Redis server logs: no errors, no slowlog entries in captured window; BGSAVE ~30–100 ms. Host warning: `vm.overcommit_memory` not enabled.

**Important:** `socket.connect_ex(('redis', 6379))` only proves the port is open — failures are **command read timeouts**, not connect failures.

## Working theories (ranked, post DB-1-clear)

1. **Client read timeout vs `channels_redis` blocking receive**  
   `channels_redis` uses `BZPOPMIN` with a **5s** server-side timeout per receive loop.
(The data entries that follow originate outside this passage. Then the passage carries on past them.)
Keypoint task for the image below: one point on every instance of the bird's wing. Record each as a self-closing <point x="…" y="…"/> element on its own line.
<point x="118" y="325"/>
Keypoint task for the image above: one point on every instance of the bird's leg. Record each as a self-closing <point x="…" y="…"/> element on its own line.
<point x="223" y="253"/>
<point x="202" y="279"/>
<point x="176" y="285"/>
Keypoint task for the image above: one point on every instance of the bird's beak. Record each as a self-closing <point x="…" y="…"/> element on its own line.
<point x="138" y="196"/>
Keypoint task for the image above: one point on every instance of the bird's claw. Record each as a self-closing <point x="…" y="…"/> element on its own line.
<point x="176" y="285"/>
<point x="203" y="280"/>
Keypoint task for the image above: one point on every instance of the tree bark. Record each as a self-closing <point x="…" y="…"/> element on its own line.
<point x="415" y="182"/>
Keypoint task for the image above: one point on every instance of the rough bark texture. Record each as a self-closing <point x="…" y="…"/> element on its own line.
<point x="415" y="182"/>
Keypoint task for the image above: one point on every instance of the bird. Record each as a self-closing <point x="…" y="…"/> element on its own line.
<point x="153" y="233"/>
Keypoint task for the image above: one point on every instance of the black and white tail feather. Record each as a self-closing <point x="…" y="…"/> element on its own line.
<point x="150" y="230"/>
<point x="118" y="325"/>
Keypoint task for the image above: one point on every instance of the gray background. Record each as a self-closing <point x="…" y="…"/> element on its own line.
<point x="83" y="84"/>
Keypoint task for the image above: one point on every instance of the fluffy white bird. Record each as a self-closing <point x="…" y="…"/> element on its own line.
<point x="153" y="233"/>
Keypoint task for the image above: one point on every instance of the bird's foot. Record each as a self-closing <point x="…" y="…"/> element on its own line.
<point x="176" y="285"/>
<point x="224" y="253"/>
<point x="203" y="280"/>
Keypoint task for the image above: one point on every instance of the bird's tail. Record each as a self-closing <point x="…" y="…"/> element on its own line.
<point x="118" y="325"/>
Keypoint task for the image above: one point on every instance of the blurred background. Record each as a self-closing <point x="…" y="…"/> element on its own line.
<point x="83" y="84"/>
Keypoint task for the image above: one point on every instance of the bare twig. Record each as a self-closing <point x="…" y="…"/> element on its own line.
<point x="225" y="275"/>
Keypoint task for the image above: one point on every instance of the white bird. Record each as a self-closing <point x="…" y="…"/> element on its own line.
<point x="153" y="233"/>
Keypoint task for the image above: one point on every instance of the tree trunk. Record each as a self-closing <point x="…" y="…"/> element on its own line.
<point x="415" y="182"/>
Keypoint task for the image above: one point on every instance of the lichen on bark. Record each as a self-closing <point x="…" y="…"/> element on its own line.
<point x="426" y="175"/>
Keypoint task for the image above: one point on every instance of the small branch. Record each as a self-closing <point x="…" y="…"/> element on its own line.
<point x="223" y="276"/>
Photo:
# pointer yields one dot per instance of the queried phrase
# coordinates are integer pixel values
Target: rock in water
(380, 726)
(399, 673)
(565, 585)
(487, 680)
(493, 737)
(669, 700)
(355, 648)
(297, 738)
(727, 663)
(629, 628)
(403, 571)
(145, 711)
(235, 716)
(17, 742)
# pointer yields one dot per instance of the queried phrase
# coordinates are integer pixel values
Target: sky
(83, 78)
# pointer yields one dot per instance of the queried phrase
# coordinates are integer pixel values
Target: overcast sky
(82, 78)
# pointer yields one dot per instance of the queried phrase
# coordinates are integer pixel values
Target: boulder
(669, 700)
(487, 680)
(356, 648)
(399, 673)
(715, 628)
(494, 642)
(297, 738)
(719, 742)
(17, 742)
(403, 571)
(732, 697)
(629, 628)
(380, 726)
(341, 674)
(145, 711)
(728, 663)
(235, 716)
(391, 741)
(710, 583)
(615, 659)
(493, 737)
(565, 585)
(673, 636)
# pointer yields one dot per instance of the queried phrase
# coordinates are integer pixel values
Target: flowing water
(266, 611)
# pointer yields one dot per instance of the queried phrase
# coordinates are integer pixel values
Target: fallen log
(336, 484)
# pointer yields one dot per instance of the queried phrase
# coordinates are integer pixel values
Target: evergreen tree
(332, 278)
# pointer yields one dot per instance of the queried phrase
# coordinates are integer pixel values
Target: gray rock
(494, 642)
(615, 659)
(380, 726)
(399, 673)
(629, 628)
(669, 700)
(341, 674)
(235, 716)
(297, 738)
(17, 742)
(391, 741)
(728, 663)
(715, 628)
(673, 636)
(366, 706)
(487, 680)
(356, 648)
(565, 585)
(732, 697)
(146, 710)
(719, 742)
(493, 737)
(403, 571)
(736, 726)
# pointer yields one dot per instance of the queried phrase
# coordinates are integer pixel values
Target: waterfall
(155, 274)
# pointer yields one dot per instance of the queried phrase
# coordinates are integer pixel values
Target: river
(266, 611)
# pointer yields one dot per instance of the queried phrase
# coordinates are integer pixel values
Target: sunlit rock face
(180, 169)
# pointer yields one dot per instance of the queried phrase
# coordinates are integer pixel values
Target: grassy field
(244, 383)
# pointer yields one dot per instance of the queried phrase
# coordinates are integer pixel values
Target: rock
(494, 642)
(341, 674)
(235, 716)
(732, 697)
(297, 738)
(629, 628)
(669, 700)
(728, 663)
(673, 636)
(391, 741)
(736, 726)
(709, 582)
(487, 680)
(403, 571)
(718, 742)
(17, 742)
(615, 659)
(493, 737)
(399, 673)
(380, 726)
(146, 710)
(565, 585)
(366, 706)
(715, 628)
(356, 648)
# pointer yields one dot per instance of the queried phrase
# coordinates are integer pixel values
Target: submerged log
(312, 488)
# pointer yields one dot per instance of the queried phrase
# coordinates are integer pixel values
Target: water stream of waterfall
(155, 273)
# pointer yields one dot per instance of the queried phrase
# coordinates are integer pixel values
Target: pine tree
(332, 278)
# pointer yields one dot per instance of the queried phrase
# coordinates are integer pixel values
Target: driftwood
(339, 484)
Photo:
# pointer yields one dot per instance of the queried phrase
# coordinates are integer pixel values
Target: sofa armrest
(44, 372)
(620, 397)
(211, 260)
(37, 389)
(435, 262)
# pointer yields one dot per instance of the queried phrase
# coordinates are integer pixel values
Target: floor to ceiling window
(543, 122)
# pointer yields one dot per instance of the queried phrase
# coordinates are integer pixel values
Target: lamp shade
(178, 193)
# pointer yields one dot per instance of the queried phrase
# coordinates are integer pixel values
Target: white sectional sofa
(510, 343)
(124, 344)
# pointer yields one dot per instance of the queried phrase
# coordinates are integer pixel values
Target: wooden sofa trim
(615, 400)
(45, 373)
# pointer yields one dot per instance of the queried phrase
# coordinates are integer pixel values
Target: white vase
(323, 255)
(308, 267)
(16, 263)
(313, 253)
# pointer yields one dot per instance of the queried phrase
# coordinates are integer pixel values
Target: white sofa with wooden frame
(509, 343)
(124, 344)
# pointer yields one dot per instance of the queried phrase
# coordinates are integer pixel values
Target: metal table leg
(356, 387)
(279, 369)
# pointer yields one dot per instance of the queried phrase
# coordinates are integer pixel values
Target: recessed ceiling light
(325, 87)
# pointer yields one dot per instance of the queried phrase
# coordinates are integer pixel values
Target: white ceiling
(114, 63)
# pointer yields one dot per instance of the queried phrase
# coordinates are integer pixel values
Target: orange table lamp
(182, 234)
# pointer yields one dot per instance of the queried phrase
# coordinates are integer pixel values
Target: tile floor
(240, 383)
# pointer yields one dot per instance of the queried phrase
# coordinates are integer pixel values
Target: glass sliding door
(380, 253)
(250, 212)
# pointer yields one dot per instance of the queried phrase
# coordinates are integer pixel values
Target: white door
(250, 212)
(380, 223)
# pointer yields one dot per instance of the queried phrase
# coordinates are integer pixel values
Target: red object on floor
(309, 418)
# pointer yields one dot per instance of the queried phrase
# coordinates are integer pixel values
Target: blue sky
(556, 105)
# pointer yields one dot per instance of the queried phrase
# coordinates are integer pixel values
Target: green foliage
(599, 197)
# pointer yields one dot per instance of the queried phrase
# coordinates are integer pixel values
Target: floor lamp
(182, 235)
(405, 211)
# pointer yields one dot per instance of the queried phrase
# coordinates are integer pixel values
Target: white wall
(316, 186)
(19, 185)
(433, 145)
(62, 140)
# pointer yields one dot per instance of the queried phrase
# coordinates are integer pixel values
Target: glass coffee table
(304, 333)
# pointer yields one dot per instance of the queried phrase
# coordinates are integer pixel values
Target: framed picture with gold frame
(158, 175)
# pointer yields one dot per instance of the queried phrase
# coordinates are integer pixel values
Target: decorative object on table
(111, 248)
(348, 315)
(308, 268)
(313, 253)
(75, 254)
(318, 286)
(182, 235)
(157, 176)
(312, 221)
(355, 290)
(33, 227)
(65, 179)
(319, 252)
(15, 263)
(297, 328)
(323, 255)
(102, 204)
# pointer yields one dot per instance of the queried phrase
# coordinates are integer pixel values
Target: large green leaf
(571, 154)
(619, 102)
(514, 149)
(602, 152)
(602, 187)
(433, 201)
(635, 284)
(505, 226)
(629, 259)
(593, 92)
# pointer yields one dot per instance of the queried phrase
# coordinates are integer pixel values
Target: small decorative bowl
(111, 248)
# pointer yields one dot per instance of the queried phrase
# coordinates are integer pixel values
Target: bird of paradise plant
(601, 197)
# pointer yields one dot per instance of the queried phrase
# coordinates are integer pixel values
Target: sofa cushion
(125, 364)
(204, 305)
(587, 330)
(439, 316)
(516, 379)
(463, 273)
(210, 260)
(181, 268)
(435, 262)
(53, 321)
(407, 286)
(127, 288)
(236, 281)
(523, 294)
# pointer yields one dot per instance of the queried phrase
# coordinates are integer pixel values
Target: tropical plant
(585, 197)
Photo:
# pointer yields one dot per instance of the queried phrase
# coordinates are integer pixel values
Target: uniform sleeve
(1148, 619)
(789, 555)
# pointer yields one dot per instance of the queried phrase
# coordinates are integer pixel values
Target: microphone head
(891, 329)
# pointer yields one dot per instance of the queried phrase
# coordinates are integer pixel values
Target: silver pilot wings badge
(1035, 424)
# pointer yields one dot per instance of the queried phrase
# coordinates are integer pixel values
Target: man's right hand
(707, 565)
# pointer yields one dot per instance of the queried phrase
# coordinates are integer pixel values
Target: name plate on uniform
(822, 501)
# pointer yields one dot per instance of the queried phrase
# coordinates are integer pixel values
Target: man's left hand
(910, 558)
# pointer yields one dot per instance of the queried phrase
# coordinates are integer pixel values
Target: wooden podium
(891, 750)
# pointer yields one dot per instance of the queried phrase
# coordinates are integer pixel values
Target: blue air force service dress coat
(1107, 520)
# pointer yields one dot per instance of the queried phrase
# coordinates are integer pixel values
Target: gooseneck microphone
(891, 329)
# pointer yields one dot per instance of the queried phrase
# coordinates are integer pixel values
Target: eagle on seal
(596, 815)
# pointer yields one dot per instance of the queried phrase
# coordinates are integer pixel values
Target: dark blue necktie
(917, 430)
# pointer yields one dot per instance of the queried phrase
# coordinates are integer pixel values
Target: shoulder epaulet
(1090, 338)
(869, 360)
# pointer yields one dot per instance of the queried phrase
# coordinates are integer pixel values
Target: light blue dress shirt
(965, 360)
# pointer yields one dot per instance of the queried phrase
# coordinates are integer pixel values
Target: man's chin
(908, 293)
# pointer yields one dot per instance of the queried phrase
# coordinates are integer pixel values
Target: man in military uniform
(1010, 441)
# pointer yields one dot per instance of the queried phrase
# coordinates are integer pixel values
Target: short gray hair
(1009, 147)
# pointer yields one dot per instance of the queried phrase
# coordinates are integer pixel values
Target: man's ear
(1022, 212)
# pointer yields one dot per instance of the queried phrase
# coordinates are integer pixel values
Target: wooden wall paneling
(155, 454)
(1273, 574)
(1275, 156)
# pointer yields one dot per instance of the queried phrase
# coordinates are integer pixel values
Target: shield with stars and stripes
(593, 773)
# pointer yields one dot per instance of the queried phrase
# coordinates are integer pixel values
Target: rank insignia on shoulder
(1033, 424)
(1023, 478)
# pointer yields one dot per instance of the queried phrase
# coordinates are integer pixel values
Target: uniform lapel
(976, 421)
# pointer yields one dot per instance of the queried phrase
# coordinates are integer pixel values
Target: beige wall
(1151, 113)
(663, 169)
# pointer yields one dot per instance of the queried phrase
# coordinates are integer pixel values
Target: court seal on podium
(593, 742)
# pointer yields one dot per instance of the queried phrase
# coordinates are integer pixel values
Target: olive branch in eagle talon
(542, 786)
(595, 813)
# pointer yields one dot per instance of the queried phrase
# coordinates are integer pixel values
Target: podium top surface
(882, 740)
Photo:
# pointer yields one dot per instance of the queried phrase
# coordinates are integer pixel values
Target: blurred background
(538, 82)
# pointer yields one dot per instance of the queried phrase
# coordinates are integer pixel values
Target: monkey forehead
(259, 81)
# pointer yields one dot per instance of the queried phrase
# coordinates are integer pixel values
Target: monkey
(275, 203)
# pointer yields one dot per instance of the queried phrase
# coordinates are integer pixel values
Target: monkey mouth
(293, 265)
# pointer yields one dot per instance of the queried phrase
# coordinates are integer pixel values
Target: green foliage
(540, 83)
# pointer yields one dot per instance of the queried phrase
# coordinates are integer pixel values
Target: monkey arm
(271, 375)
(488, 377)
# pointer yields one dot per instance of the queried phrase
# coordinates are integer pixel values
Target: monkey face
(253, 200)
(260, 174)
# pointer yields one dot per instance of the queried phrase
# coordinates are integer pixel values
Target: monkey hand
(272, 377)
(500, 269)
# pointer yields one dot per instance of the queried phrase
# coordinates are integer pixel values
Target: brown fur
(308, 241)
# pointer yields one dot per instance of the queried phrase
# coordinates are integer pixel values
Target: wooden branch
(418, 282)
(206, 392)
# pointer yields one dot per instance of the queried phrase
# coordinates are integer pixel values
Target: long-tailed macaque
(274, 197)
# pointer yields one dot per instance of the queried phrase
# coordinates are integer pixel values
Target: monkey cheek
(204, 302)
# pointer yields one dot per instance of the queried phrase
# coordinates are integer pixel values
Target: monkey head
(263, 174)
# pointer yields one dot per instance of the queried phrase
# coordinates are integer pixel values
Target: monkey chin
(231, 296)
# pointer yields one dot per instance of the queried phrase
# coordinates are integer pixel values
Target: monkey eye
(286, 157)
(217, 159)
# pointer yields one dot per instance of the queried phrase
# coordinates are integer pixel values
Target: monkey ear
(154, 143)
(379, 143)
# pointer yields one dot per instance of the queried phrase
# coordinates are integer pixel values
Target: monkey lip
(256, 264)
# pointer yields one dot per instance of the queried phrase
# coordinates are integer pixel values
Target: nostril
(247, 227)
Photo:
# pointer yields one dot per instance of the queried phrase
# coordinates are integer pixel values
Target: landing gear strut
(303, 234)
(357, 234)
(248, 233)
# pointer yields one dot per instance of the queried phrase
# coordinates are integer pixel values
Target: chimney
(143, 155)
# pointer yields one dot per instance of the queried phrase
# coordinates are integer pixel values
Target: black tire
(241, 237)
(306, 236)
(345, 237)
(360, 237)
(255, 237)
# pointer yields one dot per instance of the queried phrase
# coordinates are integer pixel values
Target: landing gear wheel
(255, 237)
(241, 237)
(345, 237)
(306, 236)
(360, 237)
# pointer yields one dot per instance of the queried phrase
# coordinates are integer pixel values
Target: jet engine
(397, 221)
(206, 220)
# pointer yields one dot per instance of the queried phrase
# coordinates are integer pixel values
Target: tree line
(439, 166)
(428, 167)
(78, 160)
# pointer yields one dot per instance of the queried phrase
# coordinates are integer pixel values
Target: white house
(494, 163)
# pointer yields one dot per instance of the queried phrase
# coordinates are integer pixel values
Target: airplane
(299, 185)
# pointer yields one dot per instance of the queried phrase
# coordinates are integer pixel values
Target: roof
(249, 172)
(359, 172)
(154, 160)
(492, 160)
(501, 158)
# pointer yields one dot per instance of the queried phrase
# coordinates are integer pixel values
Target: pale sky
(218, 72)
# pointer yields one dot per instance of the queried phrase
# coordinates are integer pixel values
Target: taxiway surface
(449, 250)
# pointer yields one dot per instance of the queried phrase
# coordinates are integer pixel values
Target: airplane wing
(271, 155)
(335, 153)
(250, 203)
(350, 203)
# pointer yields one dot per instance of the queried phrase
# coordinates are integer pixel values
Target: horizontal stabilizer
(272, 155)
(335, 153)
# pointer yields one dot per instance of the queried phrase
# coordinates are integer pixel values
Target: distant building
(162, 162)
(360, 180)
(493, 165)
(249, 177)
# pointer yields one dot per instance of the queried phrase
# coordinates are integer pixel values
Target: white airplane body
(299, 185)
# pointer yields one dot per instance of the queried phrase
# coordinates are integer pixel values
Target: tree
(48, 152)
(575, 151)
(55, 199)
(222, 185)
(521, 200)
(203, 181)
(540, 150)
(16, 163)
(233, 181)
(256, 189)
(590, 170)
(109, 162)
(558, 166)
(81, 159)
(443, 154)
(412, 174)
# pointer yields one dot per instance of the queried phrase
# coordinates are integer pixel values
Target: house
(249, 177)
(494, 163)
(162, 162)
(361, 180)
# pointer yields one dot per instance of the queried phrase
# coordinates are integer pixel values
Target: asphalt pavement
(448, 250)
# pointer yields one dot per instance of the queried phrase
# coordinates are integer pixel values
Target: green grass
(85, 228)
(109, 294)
If `redis.asyncio` **client** `socket_timeout` is too low (or Redis is slow to service DB 0 while busy), consumers raise `TimeoutError` → WS disconnect → feeders reconnect → more `group_add` / channel traffic → repeat every few seconds.

2. **Feeder WebSocket reconnect storm (no UI required)**  
   Multiple bots on `/ws/nodes/` with reconnect loops amplify Redis Channels load on DB 0 even without browser tabs.

3. **Many Redis connections (~33)**  
   API + Celery workers + beat + RF worker + Site Planner (DB 3) + Channels pools + reconnect churn.

4. **Single Redis process / single event loop**  
   Logical DB indices do **not** isolate CPU — all workloads share one thread. A second Redis **process** on the same host would still separate Channels from Celery/cache/RF.

5. **Python 3.14 in API image**  
   Ahead of typical Channels/Django/redis-py test matrices.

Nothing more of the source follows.